Alle Elektriker werden Ihnen dasselbe sagen: Das Erste, was sie zu Beginn ihrer Ausbildung gelernt haben, ist, dass man sich vor der Durchführung von Arbeiten immer vergewissern muss, dass der Strom abgeschaltet ist. Seit dem 1. Oktober 2020 stimmt dies in der Schweiz nicht mehr so ganz.
Seit den 80er Jahren entwickelt Airtelis, eine Tochtergesellschaft von RTE, dem französischen Pendant von Swissgrid, eine Methode und Technologie, die es ermöglicht, Wartungsarbeiten insbesondere an Höchstspannungsleitungen sicher durchzuführen, ohne den Strom abzuschalten!
Das in Europa und weltweit anerkannte Know-how von Airtelis hat das Interesse von Swissgrid geweckt. Ein erstes Pilotprojekt wurde am vergangenen 1. Oktober in der Gegend von Lausanne durchgeführt. Swissgrid beauftragte Airtelis, eine orange Flugwarnkugel am Erdseil der 380-Kilovolt-Leitung Chamoson – Romanel anzubringen. Nur wenige hundert Meter vom Unterwerk Romanel entfernt, im Landekorridor des Flughafens Lausanne-Blécherette.
Am Vormittag empfingen die Swissgrid Vertreter Marcel Lenzin, Head of Grid Delivery, Rolf Tschampion, Head of Region West und die Swissgrid Vertreterin Cécile Jost, Grid Maintenance Manager, das Airtelis/RTE-Team von rund 15 Fachkräften auf dem Rollfeld des Flughafens Lausanne.
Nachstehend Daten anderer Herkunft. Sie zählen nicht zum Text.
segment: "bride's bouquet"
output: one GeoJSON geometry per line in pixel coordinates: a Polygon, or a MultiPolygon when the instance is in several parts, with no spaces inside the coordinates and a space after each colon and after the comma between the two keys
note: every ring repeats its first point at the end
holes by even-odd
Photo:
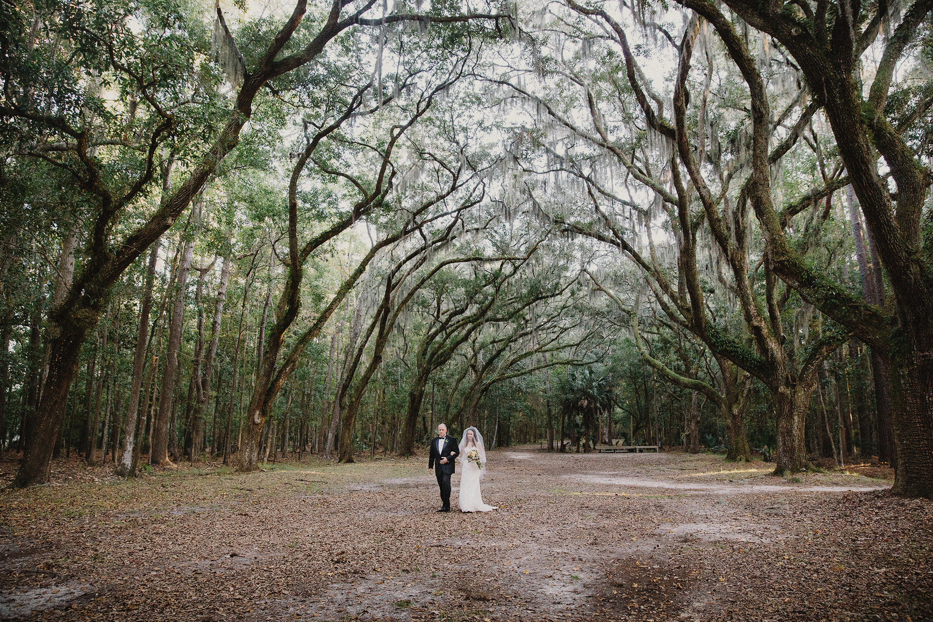
{"type": "Polygon", "coordinates": [[[476,465],[482,468],[482,463],[480,462],[480,451],[479,449],[473,449],[466,452],[466,460],[471,463],[476,463],[476,465]]]}

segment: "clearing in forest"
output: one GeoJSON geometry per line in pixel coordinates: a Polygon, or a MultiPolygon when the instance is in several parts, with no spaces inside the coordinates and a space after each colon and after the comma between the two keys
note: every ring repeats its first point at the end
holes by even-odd
{"type": "Polygon", "coordinates": [[[933,619],[931,502],[771,468],[510,448],[483,480],[501,509],[443,515],[423,458],[131,481],[57,463],[0,494],[0,617],[933,619]]]}

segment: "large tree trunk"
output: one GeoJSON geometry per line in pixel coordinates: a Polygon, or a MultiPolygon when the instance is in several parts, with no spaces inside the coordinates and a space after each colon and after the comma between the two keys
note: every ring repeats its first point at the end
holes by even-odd
{"type": "Polygon", "coordinates": [[[933,497],[933,357],[912,356],[898,373],[895,494],[933,497]]]}
{"type": "Polygon", "coordinates": [[[815,385],[811,380],[780,386],[773,394],[777,415],[777,452],[774,475],[799,473],[807,466],[803,431],[810,396],[815,385]]]}
{"type": "Polygon", "coordinates": [[[874,348],[870,349],[871,360],[871,379],[875,390],[875,413],[878,422],[878,462],[887,463],[897,469],[897,454],[894,450],[894,427],[892,422],[893,404],[891,401],[890,378],[887,362],[874,348]]]}
{"type": "Polygon", "coordinates": [[[136,421],[139,413],[139,391],[143,386],[143,371],[146,367],[146,346],[149,330],[149,313],[152,310],[152,285],[156,280],[156,263],[159,260],[160,241],[152,245],[149,264],[146,271],[146,285],[139,312],[139,329],[136,332],[136,350],[132,357],[132,380],[130,384],[130,401],[127,404],[126,435],[123,436],[123,452],[120,455],[117,474],[129,477],[132,470],[132,451],[136,442],[136,421]]]}

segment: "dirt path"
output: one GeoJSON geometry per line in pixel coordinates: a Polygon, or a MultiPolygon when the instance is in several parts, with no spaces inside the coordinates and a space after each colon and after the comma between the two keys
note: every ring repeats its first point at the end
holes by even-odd
{"type": "Polygon", "coordinates": [[[933,620],[933,505],[880,480],[512,449],[444,515],[425,467],[57,465],[0,493],[0,618],[933,620]]]}

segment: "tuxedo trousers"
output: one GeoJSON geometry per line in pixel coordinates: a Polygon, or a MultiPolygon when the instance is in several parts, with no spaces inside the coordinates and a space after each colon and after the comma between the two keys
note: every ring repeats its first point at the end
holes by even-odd
{"type": "Polygon", "coordinates": [[[450,473],[444,473],[442,470],[438,468],[435,471],[438,476],[438,486],[440,487],[440,502],[444,507],[450,509],[451,507],[451,475],[450,473]]]}

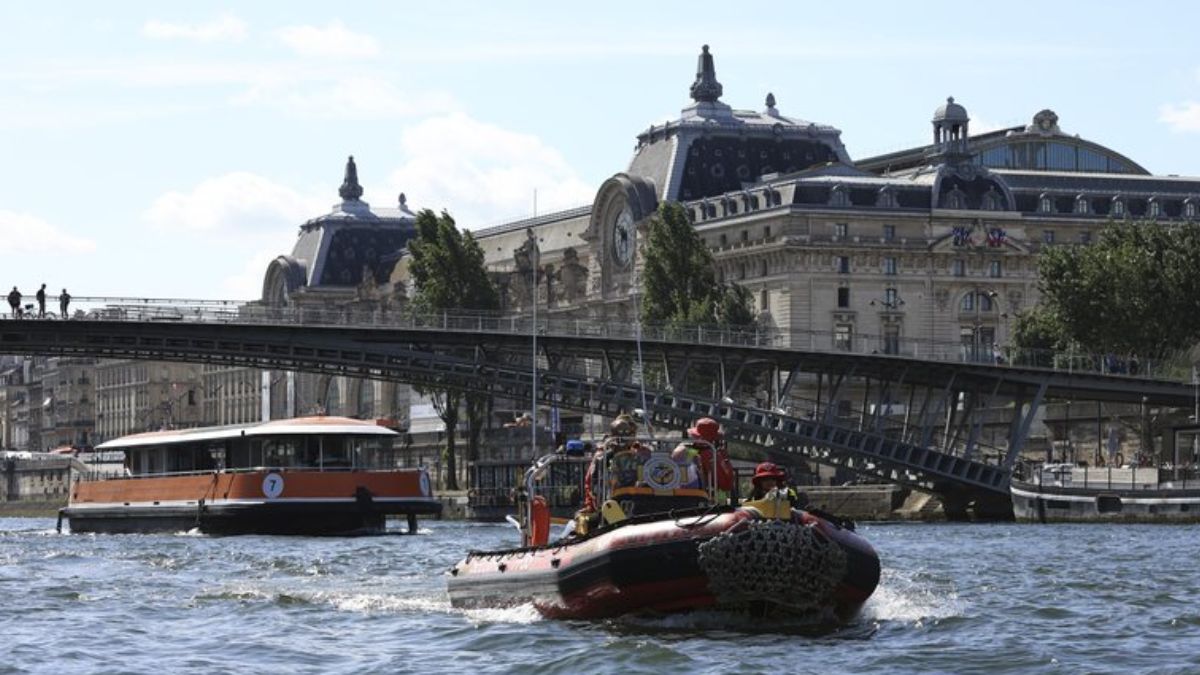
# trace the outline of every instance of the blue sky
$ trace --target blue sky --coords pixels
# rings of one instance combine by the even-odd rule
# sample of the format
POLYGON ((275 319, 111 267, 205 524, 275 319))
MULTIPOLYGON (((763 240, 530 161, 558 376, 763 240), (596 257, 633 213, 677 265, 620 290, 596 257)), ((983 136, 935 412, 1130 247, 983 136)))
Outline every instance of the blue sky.
POLYGON ((678 115, 709 43, 724 101, 832 124, 852 157, 1042 108, 1200 175, 1200 10, 1140 2, 0 5, 0 285, 252 298, 354 154, 373 205, 467 227, 589 203, 678 115))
Der Helikopter, ein zweimotoriger Eurocopter EC135 in den Farben des Unternehmens RTE, wurde speziell für die Arbeiten unter Spannung angepasst und unter anderem mit zahlreichen Spiegeln und einer Bordkamera ausgestattet. Um die Arbeit der beiden Piloten zu erleichtern und es ihnen zu ermöglichen, mit eigenen Augen die Position und Stabilität des Montagewagens während des Fluges zu überprüfen, wurden sämtliche Türen des Helikopters vor dem Abflug entfernt.
Anschliessend wurde ein spezieller Montagewagen mit isolierenden Antirotationsseilen am Helikopter befestigt. Diese Seile haben eine Lebensdauer von zwei Jahren und werden nach zwölf Monaten auf ihre Isolierfähigkeit hin überprüft. Das gesamte Isoliermaterial ist rot eingefärbt, um die Kontrolle des Verankerungsablaufs zu vereinfachen. Die beiden RTE-Mitarbeiter, die die Flugwarnkugeln vom Montagewagen aus installierten, trugen einen Anzug, der speziell für Arbeiten unter Spannung entwickelt wurde. Diese Kleidung schützt die Träger wie ein Faradayscher Käfig und erlaubt es ihnen, ihre Arbeit in völliger Sicherheit durchzuführen. Das französische Team war sehr wachsam und sich der Wichtigkeit der Aufgabe bewusst. Es benötigte nur 30 Minuten, um alle vorbereitenden Arbeiten nach einem genau festgelegten Prozess durchzuführen, der strikt eingehalten wurde.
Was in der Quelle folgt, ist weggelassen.